Шрифт:
Интервал:
Закладка:
Потом было много таких вот коротких подлетов; мы шли на север и возвращались на юг, болота сменялась тайгой, а леса пропадали в низинах; трубы в цемент, доски и стекловата, хлеб и дизтопливо — на Агане, Варь-Егане, новых месторождениях вокруг Самотлора закипала работа: надвигалась зима, и надо было спешить. И все же время года здесь ни при чем. Надвигалась бы весна — они бы спешили, надвигалось бы лето — они бы спешили; мы всегда спешим, стараясь успеть больше, потому что другой жизни у нас не будет. Впервые Львов увидел самолет в классе пятом, когда в маленьком городке на Урале сел на вынужденную МИГ-15. Машина ошеломила его. Она ни на что не была похожа и все же снилась ему. Потом ему удалось устроиться прокатиться на ЛИ-2. Он вылез из самолета, облеванный от воротничка до шнурков, но с твердым желанием стать летчиком. Сасовское училище, Свердловский отряд, АН-2. И снова училище. Работать в небе надо на вертолетах. Сначала то было предположение, гипотеза, которую надлежало проверить. Когда Львов первым в Нижневартовске освоил МИ-8, он понял, что не ошибся: машина была или казалась ему совершенством. Как тот истребитель, севший на вынужденную в далеком детстве, в маленьком уральском городке. А начинал он здесь на «четверках». Давно это было, но первый вылет ему запомнился: стояла середина июня, и так лупил снег, что на посадке было его по колено.

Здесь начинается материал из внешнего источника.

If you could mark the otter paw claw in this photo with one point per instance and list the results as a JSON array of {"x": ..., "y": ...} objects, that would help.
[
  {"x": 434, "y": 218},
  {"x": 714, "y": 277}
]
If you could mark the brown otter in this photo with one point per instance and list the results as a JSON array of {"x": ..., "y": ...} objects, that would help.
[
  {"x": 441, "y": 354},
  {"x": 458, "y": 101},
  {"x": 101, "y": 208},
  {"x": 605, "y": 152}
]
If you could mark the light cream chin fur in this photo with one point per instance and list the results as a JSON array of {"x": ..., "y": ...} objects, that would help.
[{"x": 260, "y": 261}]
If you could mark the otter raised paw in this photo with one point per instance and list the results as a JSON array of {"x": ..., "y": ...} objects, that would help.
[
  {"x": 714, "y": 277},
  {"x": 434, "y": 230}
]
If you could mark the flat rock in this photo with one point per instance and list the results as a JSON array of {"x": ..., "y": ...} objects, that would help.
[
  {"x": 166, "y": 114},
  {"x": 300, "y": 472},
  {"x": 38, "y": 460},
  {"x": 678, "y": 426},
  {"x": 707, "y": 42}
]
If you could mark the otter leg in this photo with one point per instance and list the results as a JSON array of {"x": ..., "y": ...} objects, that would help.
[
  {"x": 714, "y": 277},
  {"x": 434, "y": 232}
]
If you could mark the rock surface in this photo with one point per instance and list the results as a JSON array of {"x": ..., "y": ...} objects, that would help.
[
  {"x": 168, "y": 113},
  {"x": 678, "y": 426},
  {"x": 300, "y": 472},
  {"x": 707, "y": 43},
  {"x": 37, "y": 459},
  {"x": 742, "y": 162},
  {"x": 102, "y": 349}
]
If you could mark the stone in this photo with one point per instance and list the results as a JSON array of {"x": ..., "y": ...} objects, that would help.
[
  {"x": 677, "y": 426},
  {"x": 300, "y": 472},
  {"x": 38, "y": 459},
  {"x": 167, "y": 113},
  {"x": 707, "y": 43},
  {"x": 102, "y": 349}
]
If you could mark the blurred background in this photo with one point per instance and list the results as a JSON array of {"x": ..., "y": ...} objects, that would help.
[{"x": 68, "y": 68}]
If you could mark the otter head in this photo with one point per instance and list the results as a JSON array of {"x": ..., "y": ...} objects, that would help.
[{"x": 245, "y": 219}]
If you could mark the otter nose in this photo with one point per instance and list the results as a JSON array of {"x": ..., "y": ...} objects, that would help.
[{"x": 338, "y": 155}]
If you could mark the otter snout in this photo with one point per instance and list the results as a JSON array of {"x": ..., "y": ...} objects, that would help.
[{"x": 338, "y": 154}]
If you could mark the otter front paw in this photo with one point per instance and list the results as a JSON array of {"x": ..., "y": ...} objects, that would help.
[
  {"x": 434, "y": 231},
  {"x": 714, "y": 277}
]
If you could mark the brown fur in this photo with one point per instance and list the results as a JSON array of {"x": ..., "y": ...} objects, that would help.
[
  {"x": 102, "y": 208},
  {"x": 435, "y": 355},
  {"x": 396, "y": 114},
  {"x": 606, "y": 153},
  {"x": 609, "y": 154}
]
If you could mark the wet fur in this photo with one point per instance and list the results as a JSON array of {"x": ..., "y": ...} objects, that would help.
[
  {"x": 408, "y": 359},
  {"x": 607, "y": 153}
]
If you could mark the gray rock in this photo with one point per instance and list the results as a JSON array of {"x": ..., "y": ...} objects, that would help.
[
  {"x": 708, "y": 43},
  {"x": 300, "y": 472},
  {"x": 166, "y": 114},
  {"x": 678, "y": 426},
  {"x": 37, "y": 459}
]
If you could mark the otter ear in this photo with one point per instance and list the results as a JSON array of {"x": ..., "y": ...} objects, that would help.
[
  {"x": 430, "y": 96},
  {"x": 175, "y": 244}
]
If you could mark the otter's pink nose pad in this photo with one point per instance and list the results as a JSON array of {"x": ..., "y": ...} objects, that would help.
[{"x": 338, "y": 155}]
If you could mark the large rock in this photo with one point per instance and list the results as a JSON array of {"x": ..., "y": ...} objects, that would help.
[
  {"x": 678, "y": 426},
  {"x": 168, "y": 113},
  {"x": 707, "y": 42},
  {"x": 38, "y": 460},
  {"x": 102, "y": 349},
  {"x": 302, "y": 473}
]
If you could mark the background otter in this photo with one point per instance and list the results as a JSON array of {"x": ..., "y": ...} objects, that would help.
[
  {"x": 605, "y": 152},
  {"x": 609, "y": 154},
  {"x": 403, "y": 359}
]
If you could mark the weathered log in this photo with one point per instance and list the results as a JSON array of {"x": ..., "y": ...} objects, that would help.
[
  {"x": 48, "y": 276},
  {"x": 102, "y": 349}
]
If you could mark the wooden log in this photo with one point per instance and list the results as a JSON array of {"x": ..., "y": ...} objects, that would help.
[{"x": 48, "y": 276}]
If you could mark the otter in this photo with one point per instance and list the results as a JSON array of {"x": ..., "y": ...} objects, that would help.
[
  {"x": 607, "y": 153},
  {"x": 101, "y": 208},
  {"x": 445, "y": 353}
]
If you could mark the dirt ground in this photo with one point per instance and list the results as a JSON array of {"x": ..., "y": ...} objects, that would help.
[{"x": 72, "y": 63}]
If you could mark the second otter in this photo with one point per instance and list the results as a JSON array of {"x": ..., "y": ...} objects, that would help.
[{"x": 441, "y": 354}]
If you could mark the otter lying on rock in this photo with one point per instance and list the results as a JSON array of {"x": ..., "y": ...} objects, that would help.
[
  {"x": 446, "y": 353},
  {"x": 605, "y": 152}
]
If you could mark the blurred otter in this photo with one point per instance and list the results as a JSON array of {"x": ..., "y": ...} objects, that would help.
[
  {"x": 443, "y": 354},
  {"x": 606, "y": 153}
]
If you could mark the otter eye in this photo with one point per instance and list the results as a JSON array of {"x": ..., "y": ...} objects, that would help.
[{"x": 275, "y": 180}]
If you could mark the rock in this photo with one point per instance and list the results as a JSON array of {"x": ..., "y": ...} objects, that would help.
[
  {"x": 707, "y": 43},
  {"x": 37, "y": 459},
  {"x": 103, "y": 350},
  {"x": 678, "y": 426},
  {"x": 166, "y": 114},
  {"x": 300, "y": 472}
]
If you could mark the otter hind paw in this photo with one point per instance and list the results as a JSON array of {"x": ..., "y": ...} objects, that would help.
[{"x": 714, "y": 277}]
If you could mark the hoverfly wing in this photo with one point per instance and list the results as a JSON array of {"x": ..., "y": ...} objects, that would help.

А возили вахту на Самотлор — бетонки тогда не существовало. Даже дорогу в аэропорт еще не проложили — сколько раз добирался он до работы, теряя в грязи ботинки. И воды в доме ни капли, приходилось таскать на себе сорокалитровые фляги. То было начало, и тогда все так начинали.
Но сейчас уже не начало, уже есть Самотлор с его опытом и уроками, обретениями и потерями. Так почему же, подумал я, Аган и Варь-Еган должны повторять все извивы и изгибы капризной и непредсказуемой дороги первопроходцев? Не придется ли пожалеть о своей забывчивости и беспечном небрежении собственным знанием, за которое уже не однажды выложена немалая цена? Однако мысль эта мелькнула, уколола и улетучилась, а я принялся наблюдать, как на очередной площадке выгружают из вертолета короба со стеклом и ящики с гвоздями, картонные блоки с куревом и железные бочки с соляркой. Кузьмин, по обыкновению, развил бурную деятельность: на кого-то орал, кого-то гонял — от такелажников только пар шел; Панасов возился с бумагами; Львов отошел в сторонку, прихрамывая, и курил, посмеиваясь. Невысокий, коренастый, со смешным хохолком на затылке...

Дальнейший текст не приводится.